1Division of Pediatric Cardiac Surgery, University of Iowa Children's Hospital, Iowa CIty, IA, USA, 2Harrison HealthPartners, Bremerton, WA, USA, 3Yavapai Cardiac Surgery, P.C., Prescott, AZ, USA.

OBJECTIVE: To demonstrate an innovative technique for hypoplastic arch reconstruction in children beyond infancy.
METHODS: The operation was performed via a median sternotomy. A Gore-tex graft was sewn onto the innominate artery and used for selective antegrade flow, while the right atrium was cannulated for venous drainage. Control was obtained of the arch vessels. Once on bypass and cooled, an accessory perfusion line was used to provide coronary flow throughout the procedure via cannulation of the proximal ascending aorta with a small cardioplegia needle.
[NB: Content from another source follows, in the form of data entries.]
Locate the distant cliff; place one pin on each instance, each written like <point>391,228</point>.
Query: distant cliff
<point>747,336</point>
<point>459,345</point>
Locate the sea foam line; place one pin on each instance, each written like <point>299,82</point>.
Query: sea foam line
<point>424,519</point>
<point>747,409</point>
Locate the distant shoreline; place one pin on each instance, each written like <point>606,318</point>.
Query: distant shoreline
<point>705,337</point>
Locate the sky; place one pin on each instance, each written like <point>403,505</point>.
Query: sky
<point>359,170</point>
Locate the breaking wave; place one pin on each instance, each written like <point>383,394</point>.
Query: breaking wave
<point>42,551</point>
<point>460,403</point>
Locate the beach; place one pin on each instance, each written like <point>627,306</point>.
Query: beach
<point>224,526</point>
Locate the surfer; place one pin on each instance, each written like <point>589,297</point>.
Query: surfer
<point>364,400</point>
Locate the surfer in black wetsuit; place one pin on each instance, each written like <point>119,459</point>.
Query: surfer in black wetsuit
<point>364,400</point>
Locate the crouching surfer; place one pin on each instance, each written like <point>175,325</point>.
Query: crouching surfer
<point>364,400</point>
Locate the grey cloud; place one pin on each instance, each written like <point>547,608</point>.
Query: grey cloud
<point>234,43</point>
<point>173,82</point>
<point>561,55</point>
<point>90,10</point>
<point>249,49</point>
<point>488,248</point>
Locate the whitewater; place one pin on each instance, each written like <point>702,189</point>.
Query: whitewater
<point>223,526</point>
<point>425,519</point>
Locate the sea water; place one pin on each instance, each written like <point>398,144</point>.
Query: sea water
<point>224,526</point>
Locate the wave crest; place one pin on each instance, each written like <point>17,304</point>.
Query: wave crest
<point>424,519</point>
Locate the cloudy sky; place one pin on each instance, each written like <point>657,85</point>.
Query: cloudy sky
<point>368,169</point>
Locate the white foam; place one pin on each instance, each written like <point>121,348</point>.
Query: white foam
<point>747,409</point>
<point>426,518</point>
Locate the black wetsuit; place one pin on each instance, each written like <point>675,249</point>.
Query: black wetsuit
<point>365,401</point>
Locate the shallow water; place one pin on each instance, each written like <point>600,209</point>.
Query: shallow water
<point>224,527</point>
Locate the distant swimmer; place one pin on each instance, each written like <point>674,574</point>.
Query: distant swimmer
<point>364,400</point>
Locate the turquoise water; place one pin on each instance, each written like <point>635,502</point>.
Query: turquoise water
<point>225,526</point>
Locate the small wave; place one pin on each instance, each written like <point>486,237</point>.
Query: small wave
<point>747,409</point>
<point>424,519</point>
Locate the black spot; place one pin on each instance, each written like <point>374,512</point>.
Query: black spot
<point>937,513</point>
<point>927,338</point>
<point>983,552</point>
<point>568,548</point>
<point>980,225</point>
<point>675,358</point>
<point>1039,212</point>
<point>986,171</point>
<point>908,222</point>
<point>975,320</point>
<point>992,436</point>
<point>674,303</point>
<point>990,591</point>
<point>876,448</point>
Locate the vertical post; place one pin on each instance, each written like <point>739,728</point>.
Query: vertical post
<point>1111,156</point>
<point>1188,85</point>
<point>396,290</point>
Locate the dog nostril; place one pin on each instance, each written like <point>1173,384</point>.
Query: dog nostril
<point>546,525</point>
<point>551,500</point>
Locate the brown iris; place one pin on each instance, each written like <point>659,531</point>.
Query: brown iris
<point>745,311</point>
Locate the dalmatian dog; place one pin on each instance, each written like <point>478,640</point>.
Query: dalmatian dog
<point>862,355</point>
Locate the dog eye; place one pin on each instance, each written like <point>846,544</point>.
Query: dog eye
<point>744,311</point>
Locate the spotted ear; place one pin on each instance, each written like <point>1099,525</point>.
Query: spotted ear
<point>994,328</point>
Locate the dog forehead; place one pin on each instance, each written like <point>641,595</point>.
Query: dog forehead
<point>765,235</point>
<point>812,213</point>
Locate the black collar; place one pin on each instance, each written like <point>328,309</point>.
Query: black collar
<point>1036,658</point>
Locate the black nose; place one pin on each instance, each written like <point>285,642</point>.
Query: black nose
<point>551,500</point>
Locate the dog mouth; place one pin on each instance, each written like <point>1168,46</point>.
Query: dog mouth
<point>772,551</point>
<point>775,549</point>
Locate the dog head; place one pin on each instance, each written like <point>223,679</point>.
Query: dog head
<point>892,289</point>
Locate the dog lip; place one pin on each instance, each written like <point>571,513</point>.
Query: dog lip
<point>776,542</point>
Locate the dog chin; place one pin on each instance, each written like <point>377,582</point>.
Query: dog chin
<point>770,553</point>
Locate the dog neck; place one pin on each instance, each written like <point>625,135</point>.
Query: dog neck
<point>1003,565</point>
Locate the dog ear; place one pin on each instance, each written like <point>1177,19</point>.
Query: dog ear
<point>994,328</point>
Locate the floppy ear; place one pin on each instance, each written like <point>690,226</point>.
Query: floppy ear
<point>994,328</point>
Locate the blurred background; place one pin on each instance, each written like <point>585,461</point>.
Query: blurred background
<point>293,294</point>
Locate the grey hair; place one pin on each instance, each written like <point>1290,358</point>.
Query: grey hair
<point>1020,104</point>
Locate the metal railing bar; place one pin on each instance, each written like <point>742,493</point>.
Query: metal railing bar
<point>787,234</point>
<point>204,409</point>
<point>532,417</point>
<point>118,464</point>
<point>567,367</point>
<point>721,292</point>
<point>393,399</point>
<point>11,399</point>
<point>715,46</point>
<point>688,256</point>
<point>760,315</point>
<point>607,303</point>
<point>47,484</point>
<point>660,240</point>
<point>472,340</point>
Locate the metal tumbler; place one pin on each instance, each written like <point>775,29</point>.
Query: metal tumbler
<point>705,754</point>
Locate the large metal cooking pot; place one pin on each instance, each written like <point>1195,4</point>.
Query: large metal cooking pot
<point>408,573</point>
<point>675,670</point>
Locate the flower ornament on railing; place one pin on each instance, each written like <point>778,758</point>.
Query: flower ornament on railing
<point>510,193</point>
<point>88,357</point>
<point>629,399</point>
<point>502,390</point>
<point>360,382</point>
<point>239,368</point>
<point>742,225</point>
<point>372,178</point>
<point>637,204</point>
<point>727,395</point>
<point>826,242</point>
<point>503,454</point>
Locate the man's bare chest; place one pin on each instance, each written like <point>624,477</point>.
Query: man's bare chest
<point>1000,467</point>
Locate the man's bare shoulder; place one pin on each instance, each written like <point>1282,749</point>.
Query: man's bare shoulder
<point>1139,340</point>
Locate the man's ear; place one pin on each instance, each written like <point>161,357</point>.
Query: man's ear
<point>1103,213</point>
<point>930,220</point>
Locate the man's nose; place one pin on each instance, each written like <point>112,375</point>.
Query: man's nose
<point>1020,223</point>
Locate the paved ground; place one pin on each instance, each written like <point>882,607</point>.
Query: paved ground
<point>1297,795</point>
The ascending sliding arch aortoplasty was then performed as previously described.
RESULTS: The patient tolerated the procedure well and with a good clinical outcome. There was no arch gradient postoperatively.
CONCLUSIONS: While there is no definitive data to show that continuous coronary perfusion significantly improves outcomes, there is theoretical benefit to operating without inducing cardioplegic arrest. Admittedly, for isolated arch repair, cardioplegic arrest time should be well-tolerated. However, knowledge of this beating-heart technique for sliding arch aortoplasty repair could save valuable arrest time when concomitant intracardiac procedures are required. The typically long ascending aorta in patients with coarctation and hypoplasia of the aorta not only lends itself to performing a sliding arch aortoplasty, but also allows sufficient space on the ascending aorta for maintaining continuous coronary perfusion without additional difficulty.